Die Mainzer Verwaltungsrichter widersprachen damit anders lautenden Entscheidungen von Gerichten in Wiesbaden, Berlin und Düsseldorf. Dort waren die Richter zu dem Schluss gekommen, dass die Strafverfolgungsbehörden bei der Rasterfahndung eine akute Gefahr von Terroranschlägen nicht ausreichend konkret dargelegt hätten.

Nur eine Woche vor der Mainzer Entscheidung hatte der 3. Zivilsenat des Oberlandesgerichts Düsseldorf die Überprüfung von 5 Millionen Menschen in Nordrhein-Westfalen infolge der Rasterfahndung für rechtswidrig erklärt, soweit es sich um deutsche Staatsangehörige handelte. In der Begründung des OLG heißt es: "Nach Überzeugung des Senats hätte der Ermittlungszweck auch erreicht werden können, wenn die Rasterfahndung auf diejenigen Personen beschränkt worden wäre, die die Staatsangehörigkeit eines Landes, das nach dem Ermittlungsstand als verdächtig galt, besitzen oder dort geboren oder islamischer Religionszugehörigkeit sind." Denn nur bei diesen sei die erforderliche Nähe zur Gefahrensituation gegeben.

Während das Gericht also die Überprüfung von 5 Millionen Deutschen für unrechtmäßig erklärte, hatte es nichts gegen die weitere Überprüfung der 11.000 Personen arabischer Herkunft oder islamischer Religionszugehörigkeit einzuwenden und wies die Klage eines jordanischen Studenten aus Münster und eines marokkanischen aus Duisburg ab. Auf Grund der Staatsangehörigkeit dieser beiden Studenten sei das Vorgehen der Strafverfolgungsbehörden gegen sie als rechtmäßig einzustufen.

Der offen rassistische Unterton des Urteils löste heftigen Widerspruch aus. Studentenvertreter aus ganz Deutschland warfen dem Oberlandesgericht vor, die "rassistische Sonderbehandlung" von jungen Ausländern zu legitimieren. Das Urteil gestatte den staatlichen Behörden, weiterhin alle Ausländer islamischen Glaubens unter den "Generalverdacht des Terrorismus" zu stellen.

Anita Susek, die Vorsitzende des Allgemeinen Studentenausschusses der Universität Münster, der die Klage des jordanischen Studenten unterstützt hat, erklärte zu dem Urteil: "Damit ist genau das passiert, wovor wir immer gewarnt haben." Die Diskussion nach dem 11. September habe schon einen "rassistischen Unterton" gehabt. "Das Urteil geht jetzt in die selbe Richtung."

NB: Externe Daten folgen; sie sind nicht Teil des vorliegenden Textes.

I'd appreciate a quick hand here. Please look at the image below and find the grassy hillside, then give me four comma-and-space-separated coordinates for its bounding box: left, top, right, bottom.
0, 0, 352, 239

Auch Wilhelm Achelpöhler, ein Rechtsanwalt aus Münster, der mehrere Beschwerdeführer vor dem Oberlandesgericht vertreten hat, äußerte heftige Kritik an der Fahndungspraxis in Nordrhein-Westfalen und der Urteilsbegründung des OLG Düsseldorf. Gegenüber der Süddeutschen Zeitung(13. Februar) sagte er, es sei ein "starkes Stück", dass das OLG von einer "notstandsähnlichen Situation" spreche, die im Oktober vergangenen Jahres in Deutschland geherrscht habe, wohingegen das Bundes- und Landesinnenministerium eine konkrete Gefahr schon damals verneint habe. Zudem sei es "sehr bedenklich", wenn alle Muslime in eine Beziehung zu dieser angeblichen terroristischen Gefahr gerückt würden.

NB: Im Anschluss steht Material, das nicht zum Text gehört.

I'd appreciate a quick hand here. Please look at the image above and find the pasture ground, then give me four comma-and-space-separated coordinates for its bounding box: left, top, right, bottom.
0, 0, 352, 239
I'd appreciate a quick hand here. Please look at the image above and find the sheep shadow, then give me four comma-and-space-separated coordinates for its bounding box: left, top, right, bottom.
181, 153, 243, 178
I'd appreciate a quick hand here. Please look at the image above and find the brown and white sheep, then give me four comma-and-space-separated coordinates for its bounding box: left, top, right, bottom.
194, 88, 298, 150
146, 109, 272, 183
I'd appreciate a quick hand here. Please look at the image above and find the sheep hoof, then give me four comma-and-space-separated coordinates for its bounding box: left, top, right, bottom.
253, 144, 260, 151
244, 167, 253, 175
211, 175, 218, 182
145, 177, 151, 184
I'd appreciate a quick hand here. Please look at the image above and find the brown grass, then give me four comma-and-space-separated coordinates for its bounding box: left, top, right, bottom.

Mehrere Politiker dagegen kritisierten das Urteil aus entgegengesetztem Grund, weil es die Praxis der Strafverfolgungsbehörden nicht uneingeschränkt bestätigte. Der Innenminister von Nordrhein-Westfalen Fritz Behrens (SPD) erklärte: "Es könnte durchaus sein, dass Personen mit deutscher Staatsangehörigkeit als islamistische Terroristen agieren. Vor Beginn der Rasterfahndung habe man ermittelt, dass viele Universitäten die Staatsangehörigkeit, das Geburtsland und die Religionszugehörigkeit in ihren Dateien gar nicht erfasst hätten. Deshalb sei man auf die Einwohnermeldeämter zugegangen und habe alle Männer zwischen 18 und 40 Jahren in die Rasterfahndung einbezogen. Man habe nicht auf Lücke setzen können." ( Süddeutschen Zeitung 14. Februar ) Er kündigte an, trotz des Urteils die Fahndungspraxis nicht zu ändern.

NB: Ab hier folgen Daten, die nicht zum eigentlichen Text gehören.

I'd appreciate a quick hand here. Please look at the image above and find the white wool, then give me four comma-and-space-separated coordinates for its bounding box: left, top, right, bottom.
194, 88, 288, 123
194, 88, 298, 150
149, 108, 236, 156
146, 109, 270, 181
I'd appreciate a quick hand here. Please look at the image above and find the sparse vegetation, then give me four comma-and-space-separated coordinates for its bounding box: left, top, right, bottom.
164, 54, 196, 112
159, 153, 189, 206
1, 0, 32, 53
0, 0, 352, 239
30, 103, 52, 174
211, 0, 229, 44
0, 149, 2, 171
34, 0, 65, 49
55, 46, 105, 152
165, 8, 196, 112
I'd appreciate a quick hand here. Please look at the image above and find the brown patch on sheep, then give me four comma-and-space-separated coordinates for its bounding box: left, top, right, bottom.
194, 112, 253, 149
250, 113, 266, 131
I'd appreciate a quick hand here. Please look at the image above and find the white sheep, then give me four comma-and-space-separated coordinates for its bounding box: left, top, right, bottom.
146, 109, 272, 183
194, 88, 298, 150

Die SPD-Innenminister von Niedersachsen und Sachsen-Anhalt, Heiner Bartling und Manfred Püchel, fordern als Konsequenz aus den Gerichtsurteilen von Nordrhein-Westfalen, Berlin und Hessen, ihre Gesetze nachzubessern und so eine Fortsetzung der Rasterfahndung zu ermöglichen. Das jüngste Urteil von Mainz hat nun das Vorgehen der Strafverfolgungsbehörden deutlich gestärkt.

Abbau demokratischer Rechte

Unmittelbar nach den Terroranschlägen auf New York am 11. September letzten Jahres einigten sich die Innenminister von Bund und Ländern in einer Telefonkonferenz darauf eine umfangreiche Rasterfahndung durchzuführen, die alle bisherigen Überwachungsaktionen in den Schatten stellt und den Datenschutz für einen großen Teil der Bevölkerung vollständig außer Kraft setzt.

Im Mittelpunkt der Polizei und Geheimdienstoperationen steht die Suche nach sogenannten "Schläfern". Die Verfolgungsbehörden verstehen darunter vor allem Studenten der naturwissenschaftlichen und technischen Fächer, die vorzugsweise ausländischer Herkunft und islamischer Religionszugehörigkeit sind und die sich vor allem durch jahrelange Unauffälligkeit auszeichnen. Nach der amtlichen Definition kann jeder Unverdächtige ein Schläfer sein, der irgendwann einmal zu einem Terroreinsatz aktiviert wird.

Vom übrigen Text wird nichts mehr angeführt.